The just believer tries to imitate the God of Justice and the strong believer appreciates the danger of excessive use of power – these types of believers follow God’s example for being able to engage and handle the messiest aspects of life with compassion, wisdom, and finesse. (From The Franciscans St. Anthony’s Guild)

All three readings speak about the importance of right relationships and  personal responsibility. Reading 1 and the Gospel reading address the issue of how to respond to a church member (but expandable to a family member, or friend) who is walking a sinful and wrong path.  In Reading 2, Paul tells us that in following the way of love, we fulfill the law.

  • Reading 1 – Ezekiel 33:7-9      The Son of Man is appointed as guardian of Israel.
  • Responsorial Psalm – Psalm 95:1-2,6-9      Song of praise to God, our Salvation.
  • Reading 2 Romans 13:8-10      The Law is summarized in the commandment to love your neighbor as yourself.
  • Gospel Matthew 18:15-20     Jesus teaches His disciples how to settle disputes in the Church.


NOTE: To gain clarity of understanding in all of the following scriptural passages that have many inline footnotes, first read only the purple colored scriptural words in the passage.

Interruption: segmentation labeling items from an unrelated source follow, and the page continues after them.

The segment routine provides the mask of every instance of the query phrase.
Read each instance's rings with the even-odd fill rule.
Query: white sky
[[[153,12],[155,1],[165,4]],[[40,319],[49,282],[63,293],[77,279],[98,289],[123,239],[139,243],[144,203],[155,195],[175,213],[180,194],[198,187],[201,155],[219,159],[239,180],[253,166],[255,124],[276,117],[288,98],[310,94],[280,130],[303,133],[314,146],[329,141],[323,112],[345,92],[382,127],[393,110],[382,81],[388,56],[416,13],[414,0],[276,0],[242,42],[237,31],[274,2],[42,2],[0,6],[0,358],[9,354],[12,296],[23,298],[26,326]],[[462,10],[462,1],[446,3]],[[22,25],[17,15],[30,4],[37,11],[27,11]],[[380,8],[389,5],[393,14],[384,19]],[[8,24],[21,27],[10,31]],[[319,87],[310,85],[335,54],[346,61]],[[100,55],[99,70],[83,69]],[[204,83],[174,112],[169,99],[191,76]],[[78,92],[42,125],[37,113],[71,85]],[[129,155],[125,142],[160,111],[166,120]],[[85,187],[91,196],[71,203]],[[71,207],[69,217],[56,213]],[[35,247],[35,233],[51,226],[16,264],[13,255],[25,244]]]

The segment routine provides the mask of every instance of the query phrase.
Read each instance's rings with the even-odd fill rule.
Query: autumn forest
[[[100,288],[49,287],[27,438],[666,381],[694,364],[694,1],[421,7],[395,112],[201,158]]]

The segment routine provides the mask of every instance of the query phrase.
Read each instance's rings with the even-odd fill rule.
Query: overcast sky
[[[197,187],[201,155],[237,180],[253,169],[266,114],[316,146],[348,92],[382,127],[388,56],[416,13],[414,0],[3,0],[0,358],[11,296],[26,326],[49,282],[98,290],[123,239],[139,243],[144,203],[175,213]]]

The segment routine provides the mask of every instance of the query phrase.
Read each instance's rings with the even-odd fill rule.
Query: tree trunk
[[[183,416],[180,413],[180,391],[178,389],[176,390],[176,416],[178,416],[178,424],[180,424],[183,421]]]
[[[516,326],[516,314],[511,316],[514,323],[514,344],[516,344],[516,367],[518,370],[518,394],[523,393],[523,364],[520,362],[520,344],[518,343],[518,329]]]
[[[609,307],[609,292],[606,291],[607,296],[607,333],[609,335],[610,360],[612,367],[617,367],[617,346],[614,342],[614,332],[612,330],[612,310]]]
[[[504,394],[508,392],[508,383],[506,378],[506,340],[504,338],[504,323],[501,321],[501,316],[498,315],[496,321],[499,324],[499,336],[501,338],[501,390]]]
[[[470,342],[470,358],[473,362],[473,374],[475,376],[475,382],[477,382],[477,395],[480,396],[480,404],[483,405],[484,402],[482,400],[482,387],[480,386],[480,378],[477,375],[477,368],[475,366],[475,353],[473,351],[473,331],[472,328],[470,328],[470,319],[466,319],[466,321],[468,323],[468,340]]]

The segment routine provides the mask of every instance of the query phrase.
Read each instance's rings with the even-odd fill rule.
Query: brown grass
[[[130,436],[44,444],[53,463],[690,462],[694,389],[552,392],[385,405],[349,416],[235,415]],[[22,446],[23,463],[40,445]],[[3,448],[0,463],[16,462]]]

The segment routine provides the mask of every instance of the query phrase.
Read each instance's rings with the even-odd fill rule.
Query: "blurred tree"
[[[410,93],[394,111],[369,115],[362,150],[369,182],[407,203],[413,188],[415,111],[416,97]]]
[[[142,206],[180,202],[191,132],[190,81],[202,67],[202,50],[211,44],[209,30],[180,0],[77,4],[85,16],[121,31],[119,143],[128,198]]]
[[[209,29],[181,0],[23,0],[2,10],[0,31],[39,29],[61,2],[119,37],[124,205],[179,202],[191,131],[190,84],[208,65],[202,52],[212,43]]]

Then re-read the passage along with the green colored inline footnotes.

Reading 1     Ezekiel 33:7-9                            (Warning the Wicked)

Context – Ezekiel was a Hebrew priest and prophet, whose ministry to his fellow exiles in Babylon extended from 593 to 563 BC. He was a contemporary of Jeremiah. As a prophet to exiles, he assured his hearers of the abiding presence of God among them. He constantly emphasized the Lord’s role in the events of the day. He underscored the integrity of the individual and his personal responsibility to God. To a helpless and hopeless people, he brought hope of restoration to homeland and temple by their just and holy God. Ezekiel is referenced more in the Book of Revelation than in any other New Testament writing.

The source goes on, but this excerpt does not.